I'm not sure what the feature is called in 0.9.26, so I'll describe it instead; essentially, I can package (vendor/cache) my gems for use in deployment and if during the deployment (bundle install vendor/bundle) a gem is found in the shared gems repo (managed through RVM gemsets per project) then that gem is used without unpacking it in vendor/bundle. This is useful to me because my ops dude pre-installs gems needing compilation on all of the systems needing it (managed through Puppet for now); these gems are currently unicorn and bson_ext.
You can argue that he just shouldn't do that and I won't argue back, but that's something he likes since he doesn't want to have to recompile unicorn, bson_ext, etc. for each system as deploys are running; we have a few systems to manage and the list is growing; we also have several services working together and not all are ruby, so he just wants simple deploys.
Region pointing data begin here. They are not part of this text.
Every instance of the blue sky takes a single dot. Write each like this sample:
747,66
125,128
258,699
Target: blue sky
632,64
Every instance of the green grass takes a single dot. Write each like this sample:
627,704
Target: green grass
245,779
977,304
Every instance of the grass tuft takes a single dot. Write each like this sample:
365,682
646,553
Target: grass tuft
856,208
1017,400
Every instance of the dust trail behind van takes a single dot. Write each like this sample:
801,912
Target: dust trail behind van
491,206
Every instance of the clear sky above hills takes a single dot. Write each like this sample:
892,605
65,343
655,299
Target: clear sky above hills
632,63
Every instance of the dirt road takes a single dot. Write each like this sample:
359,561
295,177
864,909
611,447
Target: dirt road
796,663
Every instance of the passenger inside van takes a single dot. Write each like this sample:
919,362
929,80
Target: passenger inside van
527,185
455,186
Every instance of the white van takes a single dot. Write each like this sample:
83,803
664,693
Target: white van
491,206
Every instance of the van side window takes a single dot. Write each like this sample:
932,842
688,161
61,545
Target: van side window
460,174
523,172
I also can't argue too much with that as there are oodles of things he concerns himself with that I don't have/want to.
Now, in 1.0.x I can certainly get away with only using packaged gems using the --deployment flag (or --local), but in this scenario ALL packaged gems are unpacked, including those that are system gem'ed in an RVM gemset, which means they recompile if they need it. Recompile fails for me because we don't have gcc on the production systems; c'est la vie. Using --deployment in 0.9.26 isn't really a need for me I guess; more of a want.
Basically, I could move to 1.0.x for this specific project (aka my day job) if there was some way to just say "please let me use the shared gem if it's actually there". A while back I tried to find out why I couldn't do this and noticed a thread in bundler's mailing/group list saying this was done on purpose because it seemed like it has the highest use-case or maybe it was an obscure need (paraphrasing from memory). This makes sense since my life is currently on the path of obscurity :)
So ... I whined. And then whined again (which you saw this time ;)
I hope any of that makes sense.
Also, thanks for reaching out. I appreciate it.